BAIZLEY Walking into Guitar Center, I’m astounded at the technique that kids have. They’re unbelievably precise and fast. I don’t get it, frankly; that’s not how I play. But when you can take lessons online and that technical world is at your proverbial fingertips, sweep picking becomes the order of the day.
GW You sound dubious about that.
BAIZLEY I’ve known enough people that have gone through this, where technique maxes out and they put the same feeling into 30 notes that they put into one. Ultimately, they’re doomed to be employees at guitar stores or teachers or session players, and I think that can be a fairly soulless source for creative output. With Baroness, of course we’re constantly trying to improve our technical and songwriting abilities. Our MO has always been to keep an eye on the weak spots and try to turn them into strengths. But at the end of the day, it’s all about communicating something.
WEINMAN The most important thing about music is emotion and energy, not how well you can play. Technique should be a tool to achieve your vision, not the other way around.
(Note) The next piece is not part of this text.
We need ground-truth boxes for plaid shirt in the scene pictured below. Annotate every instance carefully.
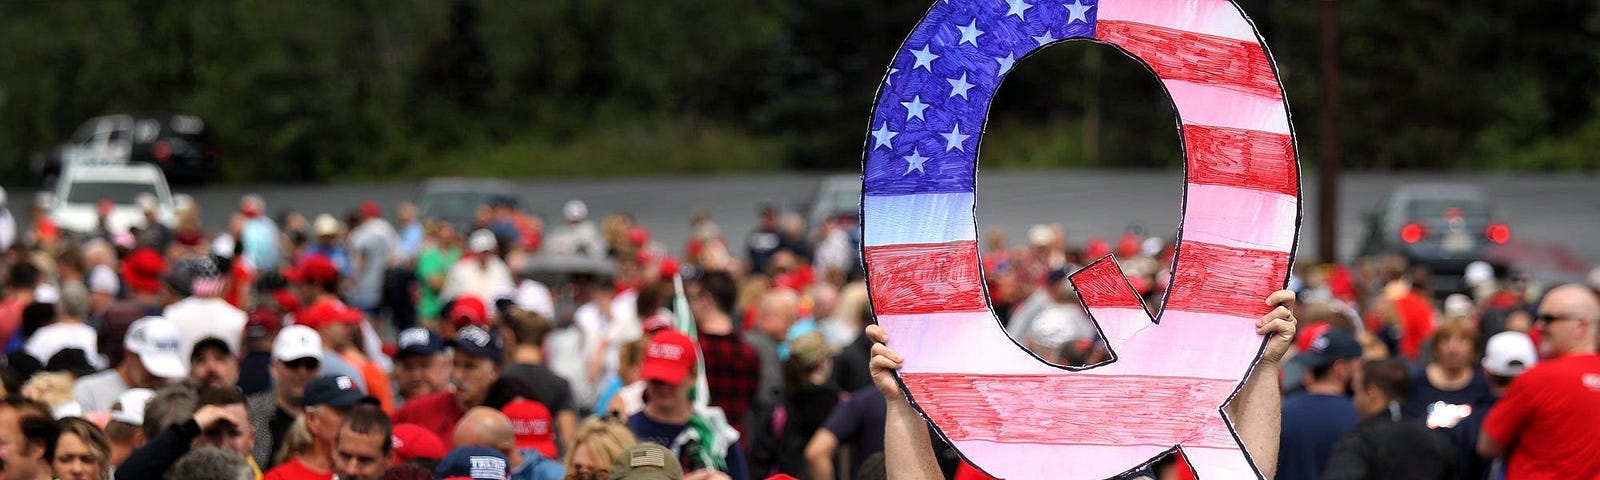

In Dillinger, our technique doesn’t control our vision. I’ve always tried to make that the difference between us and other bands.
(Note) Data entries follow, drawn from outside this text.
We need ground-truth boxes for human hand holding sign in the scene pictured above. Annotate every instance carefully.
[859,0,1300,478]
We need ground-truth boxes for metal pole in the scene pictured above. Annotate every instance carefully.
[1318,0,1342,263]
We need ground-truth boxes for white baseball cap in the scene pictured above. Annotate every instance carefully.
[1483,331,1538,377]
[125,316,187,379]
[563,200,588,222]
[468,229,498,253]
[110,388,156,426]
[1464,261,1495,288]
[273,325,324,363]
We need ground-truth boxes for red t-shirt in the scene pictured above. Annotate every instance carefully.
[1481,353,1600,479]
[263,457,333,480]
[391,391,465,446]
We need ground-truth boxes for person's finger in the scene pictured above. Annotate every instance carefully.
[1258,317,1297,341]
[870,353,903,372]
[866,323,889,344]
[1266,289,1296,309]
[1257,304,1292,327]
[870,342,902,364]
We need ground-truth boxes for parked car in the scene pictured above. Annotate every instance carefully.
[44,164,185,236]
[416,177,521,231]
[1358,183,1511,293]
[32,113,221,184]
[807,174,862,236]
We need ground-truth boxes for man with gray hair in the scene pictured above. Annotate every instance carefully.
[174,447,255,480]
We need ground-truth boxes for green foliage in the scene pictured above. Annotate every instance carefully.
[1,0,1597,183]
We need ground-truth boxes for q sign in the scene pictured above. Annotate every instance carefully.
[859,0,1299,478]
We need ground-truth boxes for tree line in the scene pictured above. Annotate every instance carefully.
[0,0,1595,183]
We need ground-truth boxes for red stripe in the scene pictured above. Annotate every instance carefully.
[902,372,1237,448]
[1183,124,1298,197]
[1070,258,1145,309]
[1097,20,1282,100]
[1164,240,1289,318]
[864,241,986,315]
SANCHEZ I think structural ambition can be great, and that certainly gets displayed in our songs. But it’s also nice to have a balance, to have some songs that are like a release from the chaos. It’s important to create a landscape where there are peaks and valleys. That way, the songs that are really ambitious can pop and make an impression, as opposed to all the tunes being that way. As a songwriter, it’s nice to give those moments their place to shine.
ARESTI I used to give lessons, and I always tried to instill in my students that it’s okay to be technically gifted and to work on your technique, but you have to know how to use it. Just because you have a room full of tools doesn’t mean you have to use everything in the room. You’ve gotta know which ones to use.
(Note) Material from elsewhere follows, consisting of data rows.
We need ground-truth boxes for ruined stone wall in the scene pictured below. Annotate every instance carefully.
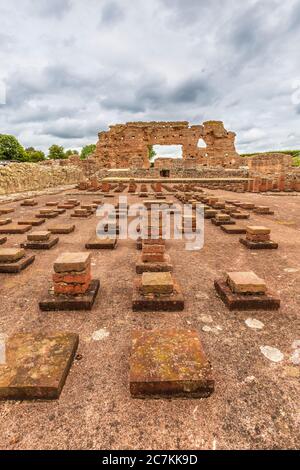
[0,162,84,195]
[246,153,293,175]
[93,121,242,169]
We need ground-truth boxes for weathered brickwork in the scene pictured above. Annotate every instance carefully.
[93,121,241,169]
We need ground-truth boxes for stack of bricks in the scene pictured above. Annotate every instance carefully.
[240,226,278,249]
[39,252,100,311]
[52,253,92,296]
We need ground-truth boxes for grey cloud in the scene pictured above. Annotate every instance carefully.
[99,1,125,27]
[1,0,300,153]
[31,0,72,18]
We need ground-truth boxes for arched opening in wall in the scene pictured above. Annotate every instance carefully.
[152,145,183,160]
[197,138,207,149]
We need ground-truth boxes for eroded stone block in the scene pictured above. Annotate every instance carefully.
[0,332,79,399]
[130,329,214,398]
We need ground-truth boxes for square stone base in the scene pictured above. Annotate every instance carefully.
[221,225,246,234]
[232,213,250,220]
[0,236,7,245]
[0,254,35,273]
[47,225,75,234]
[21,201,38,207]
[18,219,45,226]
[211,219,235,226]
[130,329,214,398]
[0,225,32,234]
[21,237,59,250]
[0,332,79,400]
[214,279,280,310]
[71,213,92,219]
[85,238,117,250]
[39,279,100,311]
[136,254,173,274]
[240,238,278,250]
[132,278,184,312]
[36,213,58,219]
[254,209,274,215]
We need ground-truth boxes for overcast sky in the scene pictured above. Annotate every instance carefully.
[0,0,300,155]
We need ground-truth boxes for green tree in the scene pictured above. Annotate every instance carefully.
[148,145,156,162]
[25,147,46,162]
[81,144,96,160]
[65,149,79,158]
[0,134,25,161]
[48,144,65,160]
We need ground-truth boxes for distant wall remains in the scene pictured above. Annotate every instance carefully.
[93,120,242,169]
[0,162,84,195]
WAGGONER I grew up listening to really aggressive music at the same time that I listened to a lot of classic rock. For Between the Buried and Me, it’s all about marrying those two things. Even though they’re at opposite ends of the spectrum, they actually work nicely with one another. Whether it’s a two-minute punk thing or a 15-minute prog epic, they’re both the antithesis of a radio hit. Neither one is a three-minute pop song.
WARING We definitely have a lot of really clean, precise noodly parts, but we also have lots of dirty-sounding rock stuff that’s not slick at all. The whole slick metal thing is very modern. All the old metal bands were totally raw. You listen to an old AC/DC song and you can hear how those dudes were hitting the chords.
BAIZLEY That rawness is part and parcel of what we do, and it speaks to the fact that when we were angry young teenagers, I would not have sat through two seconds of a progressive-rock record. At the time, I was listening to punk rock; that’s where the inability to color within the lines comes from. It comes from years of touring and sleeping on floors and playing the shittiest dives and the grungiest clubs in the world. That leaves an indelible mark on you.
WARING Mastodon were one of the first bands to do that combination of slick and raw, with those super-dirty Soundgarden riffs and the crazy drums and the screaming over everything. They’re very forward thinking. Tons of people have taken influence from them.
GW How’s it feel to have become an influence, Bill?
KELLIHER I was that same kid looking up to James Hetfield, looking at how he dressed and listening to the angry shit he wrote about and thinking about how it made me feel. I thought, Man, I wanna be that dude, expressing myself through a Gibson Explorer every night in front of thousands of people. It kind of seems like a dream to be doing it. For a kid like me who maybe didn’t do great in school and maybe didn’t wanna go to college, who thought that life was kind of bleak and didn’t know what was in store—music was huge. Without music, I don’t know what the fuck I’d be doing. I might be dead, or maybe a bum living in a trailer with five kids.